I media ripropongono l’anima ardente che risponde alla cronista più famosa degli Stati Uniti che io e lui siamo insieme da sempre e per sempre, in quel momento il mio cuore stava scoppiando per l’amore che provavo per quell’uomo, e questo non è cambiato, sono cambiate solo le nostre dinamiche, siamo sposati, ci siamo sposati pochi mesi dopo proprio prima della prima partita di campionato, e poi abbiamo adottato, siamo andati in un paio di istituti e abbiamo cercato qualcuno che come noi non fosse omologato, quando hai sofferto riconosci il dolore, e abbiamo voluto spezzare questa catena, e abbiamo adottato tre fratellini, il più grande di dodici anni e la più piccola di tre, è stato un lavoro grosso, abbiamo faticato con loro, ma adesso siamo completi.
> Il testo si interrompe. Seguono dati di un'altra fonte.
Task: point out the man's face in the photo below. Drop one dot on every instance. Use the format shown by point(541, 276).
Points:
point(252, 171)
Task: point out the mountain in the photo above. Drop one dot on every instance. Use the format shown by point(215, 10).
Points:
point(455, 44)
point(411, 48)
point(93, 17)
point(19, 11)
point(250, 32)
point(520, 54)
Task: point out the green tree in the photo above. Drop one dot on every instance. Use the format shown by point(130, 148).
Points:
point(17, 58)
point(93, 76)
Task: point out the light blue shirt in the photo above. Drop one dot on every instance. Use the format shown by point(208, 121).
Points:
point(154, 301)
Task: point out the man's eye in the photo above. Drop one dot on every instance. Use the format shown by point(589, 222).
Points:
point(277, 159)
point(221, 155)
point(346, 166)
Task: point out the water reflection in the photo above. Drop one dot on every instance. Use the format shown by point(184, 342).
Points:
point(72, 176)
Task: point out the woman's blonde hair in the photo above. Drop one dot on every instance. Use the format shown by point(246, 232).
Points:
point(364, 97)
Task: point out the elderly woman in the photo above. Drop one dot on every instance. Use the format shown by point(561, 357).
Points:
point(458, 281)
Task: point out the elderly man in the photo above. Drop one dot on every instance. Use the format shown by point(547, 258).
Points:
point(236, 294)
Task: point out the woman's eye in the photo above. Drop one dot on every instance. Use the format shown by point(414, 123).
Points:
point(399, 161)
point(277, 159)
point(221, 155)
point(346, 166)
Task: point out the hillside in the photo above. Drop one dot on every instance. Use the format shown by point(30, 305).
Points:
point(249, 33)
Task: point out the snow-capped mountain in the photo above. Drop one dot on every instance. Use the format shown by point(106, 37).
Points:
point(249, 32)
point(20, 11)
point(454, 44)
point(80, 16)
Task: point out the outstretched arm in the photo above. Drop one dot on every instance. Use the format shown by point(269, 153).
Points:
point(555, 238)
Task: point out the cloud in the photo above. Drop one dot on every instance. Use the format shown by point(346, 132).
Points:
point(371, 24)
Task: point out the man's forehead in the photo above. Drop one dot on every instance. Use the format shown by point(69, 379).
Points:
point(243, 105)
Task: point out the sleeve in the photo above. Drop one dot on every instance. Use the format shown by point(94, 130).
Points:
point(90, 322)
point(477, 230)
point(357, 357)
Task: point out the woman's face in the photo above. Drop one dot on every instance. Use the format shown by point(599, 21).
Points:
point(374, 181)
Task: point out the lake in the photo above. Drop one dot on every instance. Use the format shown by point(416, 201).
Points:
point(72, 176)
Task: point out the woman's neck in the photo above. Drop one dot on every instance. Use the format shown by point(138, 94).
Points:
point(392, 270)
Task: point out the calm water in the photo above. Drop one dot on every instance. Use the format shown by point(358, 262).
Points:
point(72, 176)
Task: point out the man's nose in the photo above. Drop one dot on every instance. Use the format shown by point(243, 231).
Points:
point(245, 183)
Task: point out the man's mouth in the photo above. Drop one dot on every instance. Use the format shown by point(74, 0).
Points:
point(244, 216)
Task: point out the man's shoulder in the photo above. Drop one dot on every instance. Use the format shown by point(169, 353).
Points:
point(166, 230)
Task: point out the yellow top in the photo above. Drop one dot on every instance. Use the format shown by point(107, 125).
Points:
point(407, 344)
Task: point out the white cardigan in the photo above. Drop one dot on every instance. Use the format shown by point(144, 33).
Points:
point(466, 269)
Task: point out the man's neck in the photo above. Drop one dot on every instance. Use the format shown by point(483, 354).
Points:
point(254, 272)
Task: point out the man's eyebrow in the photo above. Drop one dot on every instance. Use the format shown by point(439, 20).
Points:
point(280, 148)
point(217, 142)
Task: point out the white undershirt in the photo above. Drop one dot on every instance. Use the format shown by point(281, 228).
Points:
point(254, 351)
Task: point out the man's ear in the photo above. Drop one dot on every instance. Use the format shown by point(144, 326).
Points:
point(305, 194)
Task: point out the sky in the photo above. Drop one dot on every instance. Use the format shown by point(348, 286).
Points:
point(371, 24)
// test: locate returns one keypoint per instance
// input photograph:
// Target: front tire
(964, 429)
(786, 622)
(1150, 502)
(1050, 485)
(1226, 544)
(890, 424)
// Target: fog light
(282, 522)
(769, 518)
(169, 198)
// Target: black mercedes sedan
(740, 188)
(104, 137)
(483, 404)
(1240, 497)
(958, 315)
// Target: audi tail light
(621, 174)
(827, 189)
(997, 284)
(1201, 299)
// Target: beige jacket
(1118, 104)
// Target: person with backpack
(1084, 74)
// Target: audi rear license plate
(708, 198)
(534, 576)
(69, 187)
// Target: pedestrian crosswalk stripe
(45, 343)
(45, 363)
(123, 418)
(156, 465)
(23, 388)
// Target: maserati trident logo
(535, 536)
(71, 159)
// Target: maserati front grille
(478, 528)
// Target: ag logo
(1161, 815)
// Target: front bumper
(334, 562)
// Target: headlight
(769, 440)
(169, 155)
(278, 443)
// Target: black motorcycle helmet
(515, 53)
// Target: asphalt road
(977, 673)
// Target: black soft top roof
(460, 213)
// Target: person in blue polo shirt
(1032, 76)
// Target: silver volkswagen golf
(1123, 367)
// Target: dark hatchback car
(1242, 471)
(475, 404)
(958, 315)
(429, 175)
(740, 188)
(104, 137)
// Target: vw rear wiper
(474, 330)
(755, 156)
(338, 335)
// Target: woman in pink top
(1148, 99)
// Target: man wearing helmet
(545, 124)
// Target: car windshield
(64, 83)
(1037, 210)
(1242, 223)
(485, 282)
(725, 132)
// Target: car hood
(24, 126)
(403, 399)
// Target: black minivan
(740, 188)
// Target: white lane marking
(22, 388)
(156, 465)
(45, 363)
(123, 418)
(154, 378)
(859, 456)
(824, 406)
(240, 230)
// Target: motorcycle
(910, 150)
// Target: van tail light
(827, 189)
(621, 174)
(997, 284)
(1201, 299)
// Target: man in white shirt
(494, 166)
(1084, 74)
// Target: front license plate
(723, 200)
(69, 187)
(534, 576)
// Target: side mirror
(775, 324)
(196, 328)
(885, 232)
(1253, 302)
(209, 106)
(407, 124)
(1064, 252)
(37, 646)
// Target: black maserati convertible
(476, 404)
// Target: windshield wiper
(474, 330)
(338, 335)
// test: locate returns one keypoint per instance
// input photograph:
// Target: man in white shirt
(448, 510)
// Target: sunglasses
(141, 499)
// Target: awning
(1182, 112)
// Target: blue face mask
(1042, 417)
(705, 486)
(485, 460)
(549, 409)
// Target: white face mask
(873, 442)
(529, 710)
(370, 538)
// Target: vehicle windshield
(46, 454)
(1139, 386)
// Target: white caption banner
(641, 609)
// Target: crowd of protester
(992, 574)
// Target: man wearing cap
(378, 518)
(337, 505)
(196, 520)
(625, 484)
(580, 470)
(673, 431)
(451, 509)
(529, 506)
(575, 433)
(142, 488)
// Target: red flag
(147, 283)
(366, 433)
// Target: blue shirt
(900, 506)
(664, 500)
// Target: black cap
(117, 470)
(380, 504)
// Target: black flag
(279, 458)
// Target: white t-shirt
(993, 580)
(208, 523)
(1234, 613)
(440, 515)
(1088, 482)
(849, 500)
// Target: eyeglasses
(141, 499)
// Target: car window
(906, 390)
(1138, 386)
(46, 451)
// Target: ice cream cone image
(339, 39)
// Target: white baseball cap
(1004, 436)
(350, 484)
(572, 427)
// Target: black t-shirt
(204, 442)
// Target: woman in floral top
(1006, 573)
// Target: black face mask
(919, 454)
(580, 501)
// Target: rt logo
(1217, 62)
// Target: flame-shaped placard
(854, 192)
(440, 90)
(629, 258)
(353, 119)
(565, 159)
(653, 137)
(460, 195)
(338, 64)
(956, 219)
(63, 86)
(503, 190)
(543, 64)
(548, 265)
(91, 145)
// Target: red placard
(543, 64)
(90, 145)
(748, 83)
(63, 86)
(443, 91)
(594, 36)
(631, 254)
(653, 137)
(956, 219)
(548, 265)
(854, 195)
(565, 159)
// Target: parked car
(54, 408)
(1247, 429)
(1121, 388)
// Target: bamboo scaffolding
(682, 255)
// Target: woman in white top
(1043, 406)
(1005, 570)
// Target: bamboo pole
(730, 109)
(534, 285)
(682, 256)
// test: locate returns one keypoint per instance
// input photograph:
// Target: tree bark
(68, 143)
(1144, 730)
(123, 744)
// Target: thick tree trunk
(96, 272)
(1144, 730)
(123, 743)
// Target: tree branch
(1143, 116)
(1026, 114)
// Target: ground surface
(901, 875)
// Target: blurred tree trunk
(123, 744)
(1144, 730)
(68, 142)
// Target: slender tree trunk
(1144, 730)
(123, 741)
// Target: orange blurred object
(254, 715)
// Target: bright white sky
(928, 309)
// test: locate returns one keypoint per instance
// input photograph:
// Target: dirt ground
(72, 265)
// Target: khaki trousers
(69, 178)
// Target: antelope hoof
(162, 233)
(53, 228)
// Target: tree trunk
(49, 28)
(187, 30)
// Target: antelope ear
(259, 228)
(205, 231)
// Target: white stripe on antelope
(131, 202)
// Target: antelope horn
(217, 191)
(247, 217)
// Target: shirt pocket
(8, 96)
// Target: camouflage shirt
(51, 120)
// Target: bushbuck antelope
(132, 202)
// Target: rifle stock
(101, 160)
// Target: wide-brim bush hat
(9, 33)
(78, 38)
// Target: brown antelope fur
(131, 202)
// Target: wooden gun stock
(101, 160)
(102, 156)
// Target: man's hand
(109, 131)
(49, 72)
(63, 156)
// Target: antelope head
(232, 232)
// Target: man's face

Noi due che la vita non ha raddrizzato con una famiglia di bambini selvatici che la vita non ha spezzato.


Parole sparse:

Dedicata a Cathy. Ti avevo promesso una lemon e mi è uscito questa cosa che non so definire.

Max Pezzali e la sua Due anime mi hanno ispirato, magari nella mia testa son partite influenze involontarie di altre canzoni.

*Nella superlega di pallavolo militano questi due giocatori, tra cui Nishida è un mostro della pallavolo.

*Ok, qua ha parlato la parte dedita all’alcol che c’è in me… Il long island è tra i miei preferiti.

Come sempre se tentate l’omicidio del sottoscritto usate i pomodori in quantità industriale, la sua allergia farà il resto.